Approaching KLUE baseline performance through architectural engineering: understanding what makes Korean NER work.
# Clone repository
git clone https://github.com/yourusername/korean_ner.git
cd korean_ner
# Install dependencies
pip install -r requirements.txt
# Download model weights from HuggingFace
pip install huggingface_hub
huggingface-cli download mrleast/koelectra_ner --local-dir weights/
# Run the demo
python app.pyNavigate to http://localhost:7860 to use the interactive NER demo.
Named Entity Recognition extracts structured information from text—identifying who, where, when, and what in unstructured content. While English NER benefits from mature benchmarks and abundant annotated data (e.g., CoNLL-2003), Korean NER presents unique linguistic and computational challenges.
1. Agglutinative Morphology
Korean grammatical particles attach directly to noun stems, blurring entity boundaries:
- "서울에서" (in Seoul) = "서울" (Seoul entity) + "에서" (locative particle)
Unlike English where whitespace typically delimits entities ("in Seoul"), Korean requires morpheme-aware segmentation. The model must learn to identify entity spans despite particles that attach without word boundaries.
2. Character-Level Tokenization
The KLUE benchmark uses character-level annotation where each character—including spaces—is a token:
Input: "김민수 교수는"
Tokens: ['김', '민', '수', ' ', '교', '수', '는']
Labels: [B-PS, I-PS, I-PS, O, O, O, O]
This creates three challenges:
- Span aggregation: Entities span multiple tokens without clear delimiters
- OOV generalization: Out-of-vocabulary names must be recognized character-by-character
- Semantic composition: The model must compose meaning across character sequences
3. Structural Ambiguity
Korean location and organization names share morphological patterns:
- "서울시" (Seoul City) → Location: geographic entity OR Organization: metropolitan government
Disambiguation requires contextual understanding beyond surface forms.
This project investigates what architectural and training choices enable competitive Korean NER performance. The central questions are:
- Architecture: How do structured prediction layers (BiLSTM, CRF) complement transformer representations for sequence labeling?
- Regularization: What is the contribution of modern techniques (R-Drop, adversarial training) to Korean NER?
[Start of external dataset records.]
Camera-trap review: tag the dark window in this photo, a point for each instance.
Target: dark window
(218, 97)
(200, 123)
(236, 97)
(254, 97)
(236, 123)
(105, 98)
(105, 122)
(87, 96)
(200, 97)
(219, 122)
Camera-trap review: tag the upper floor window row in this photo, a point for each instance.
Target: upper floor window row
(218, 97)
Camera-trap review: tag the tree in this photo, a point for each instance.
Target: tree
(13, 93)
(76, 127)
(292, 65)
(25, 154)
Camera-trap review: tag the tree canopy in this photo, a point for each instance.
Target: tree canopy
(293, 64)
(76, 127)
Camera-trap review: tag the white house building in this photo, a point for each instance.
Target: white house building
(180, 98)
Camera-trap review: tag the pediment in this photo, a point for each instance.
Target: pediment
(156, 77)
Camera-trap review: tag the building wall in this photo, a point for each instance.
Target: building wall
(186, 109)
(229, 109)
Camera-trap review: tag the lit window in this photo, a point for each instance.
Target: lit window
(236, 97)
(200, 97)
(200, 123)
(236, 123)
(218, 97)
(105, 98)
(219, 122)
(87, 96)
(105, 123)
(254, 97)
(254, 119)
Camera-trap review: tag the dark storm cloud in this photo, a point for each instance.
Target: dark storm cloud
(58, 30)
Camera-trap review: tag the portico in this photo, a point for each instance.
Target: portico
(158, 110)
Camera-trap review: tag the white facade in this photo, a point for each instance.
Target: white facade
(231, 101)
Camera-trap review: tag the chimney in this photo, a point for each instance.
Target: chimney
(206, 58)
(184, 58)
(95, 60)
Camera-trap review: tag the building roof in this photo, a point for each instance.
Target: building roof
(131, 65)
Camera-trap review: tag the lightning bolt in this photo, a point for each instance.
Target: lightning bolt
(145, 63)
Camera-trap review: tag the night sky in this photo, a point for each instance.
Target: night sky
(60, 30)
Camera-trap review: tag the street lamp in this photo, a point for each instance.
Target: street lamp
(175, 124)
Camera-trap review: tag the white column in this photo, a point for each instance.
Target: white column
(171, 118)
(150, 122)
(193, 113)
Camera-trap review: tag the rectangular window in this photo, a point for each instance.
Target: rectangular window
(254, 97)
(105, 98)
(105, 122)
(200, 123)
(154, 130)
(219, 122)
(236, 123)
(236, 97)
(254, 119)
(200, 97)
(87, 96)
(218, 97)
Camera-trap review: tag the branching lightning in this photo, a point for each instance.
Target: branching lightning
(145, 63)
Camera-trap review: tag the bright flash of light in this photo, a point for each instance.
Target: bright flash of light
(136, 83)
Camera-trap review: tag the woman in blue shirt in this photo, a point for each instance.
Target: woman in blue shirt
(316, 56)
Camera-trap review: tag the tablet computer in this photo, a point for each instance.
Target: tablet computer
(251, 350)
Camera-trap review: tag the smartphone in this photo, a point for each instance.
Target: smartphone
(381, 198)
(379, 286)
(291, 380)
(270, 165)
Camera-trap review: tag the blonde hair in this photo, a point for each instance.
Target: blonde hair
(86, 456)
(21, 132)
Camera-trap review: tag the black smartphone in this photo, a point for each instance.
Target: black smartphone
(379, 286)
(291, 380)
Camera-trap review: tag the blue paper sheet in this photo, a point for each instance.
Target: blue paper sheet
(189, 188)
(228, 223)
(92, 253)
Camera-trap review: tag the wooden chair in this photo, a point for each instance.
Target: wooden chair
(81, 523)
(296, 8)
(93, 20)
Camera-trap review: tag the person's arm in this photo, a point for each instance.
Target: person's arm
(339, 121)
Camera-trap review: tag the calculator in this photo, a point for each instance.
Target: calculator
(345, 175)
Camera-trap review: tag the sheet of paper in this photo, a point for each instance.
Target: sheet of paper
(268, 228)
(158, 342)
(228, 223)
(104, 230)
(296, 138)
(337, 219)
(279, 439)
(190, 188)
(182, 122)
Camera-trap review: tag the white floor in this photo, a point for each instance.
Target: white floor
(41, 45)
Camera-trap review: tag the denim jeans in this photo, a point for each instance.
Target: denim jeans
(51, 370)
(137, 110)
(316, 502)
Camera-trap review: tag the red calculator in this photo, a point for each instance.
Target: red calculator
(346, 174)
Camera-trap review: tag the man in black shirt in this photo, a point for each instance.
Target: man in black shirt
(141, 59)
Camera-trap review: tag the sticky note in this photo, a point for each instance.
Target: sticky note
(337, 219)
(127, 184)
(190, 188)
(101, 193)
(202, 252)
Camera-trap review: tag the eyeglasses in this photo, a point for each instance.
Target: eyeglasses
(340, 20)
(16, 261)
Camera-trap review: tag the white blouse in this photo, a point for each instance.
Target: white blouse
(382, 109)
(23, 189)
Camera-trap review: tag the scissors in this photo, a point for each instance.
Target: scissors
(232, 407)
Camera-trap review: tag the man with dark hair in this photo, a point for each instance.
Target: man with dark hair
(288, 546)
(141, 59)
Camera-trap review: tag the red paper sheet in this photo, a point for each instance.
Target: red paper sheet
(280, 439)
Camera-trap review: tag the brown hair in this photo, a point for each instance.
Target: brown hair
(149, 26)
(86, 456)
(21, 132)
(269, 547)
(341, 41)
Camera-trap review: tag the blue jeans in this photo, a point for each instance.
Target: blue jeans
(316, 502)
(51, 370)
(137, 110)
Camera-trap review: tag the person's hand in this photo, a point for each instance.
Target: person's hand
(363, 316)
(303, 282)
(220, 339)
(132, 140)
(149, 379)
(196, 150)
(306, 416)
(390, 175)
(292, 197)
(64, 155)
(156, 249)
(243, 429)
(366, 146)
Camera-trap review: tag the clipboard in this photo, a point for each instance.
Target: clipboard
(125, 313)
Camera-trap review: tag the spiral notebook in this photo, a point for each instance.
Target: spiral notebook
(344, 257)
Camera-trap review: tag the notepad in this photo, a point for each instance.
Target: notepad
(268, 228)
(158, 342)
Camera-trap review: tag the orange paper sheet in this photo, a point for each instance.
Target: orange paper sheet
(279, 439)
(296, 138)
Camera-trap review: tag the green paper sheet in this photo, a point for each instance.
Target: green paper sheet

- Engineering: Can systematic debugging and preprocessing validation achieve near-baseline results despite hardware constraints?
Performance Target: The KLUE baseline (KoELECTRA-base) achieves 86.11% F1. This implementation reaches 85.90% F1 (99.8% of baseline) using:
- Architecture: KoELECTRA-base + BiLSTM + CRF
- Training: FGM adversarial training + R-Drop regularization + mixed precision
- Hardware: NVIDIA RTX 3050 (4GB VRAM)
Next Steps: An ablation study framework is implemented to systematically quantify each technique's contribution. Running this study will provide empirical answers about how much each component (BiLSTM, CRF, FGM, R-Drop) contributes to the final performance.
korean_ner/
├── app.py # Gradio web demo with NER inference and attention visualization
├── train_model.ipynb # Complete training notebook with all SOTA techniques
├── requirements.txt # Python dependencies
├── LICENSE # MIT License
├── README.md # This file
│
├── weights/ # Model weights (download from HuggingFace)
│ └── best_model.pt # Final trained KoELECTRA-BiLSTM-CRF model
│
├── evaluate/ # Evaluation and analysis tools
│ ├── evaluate.py # Core evaluation metrics and confusion matrices
│ ├── error_analysis.py # Error categorization (boundary, spurious, missed, type)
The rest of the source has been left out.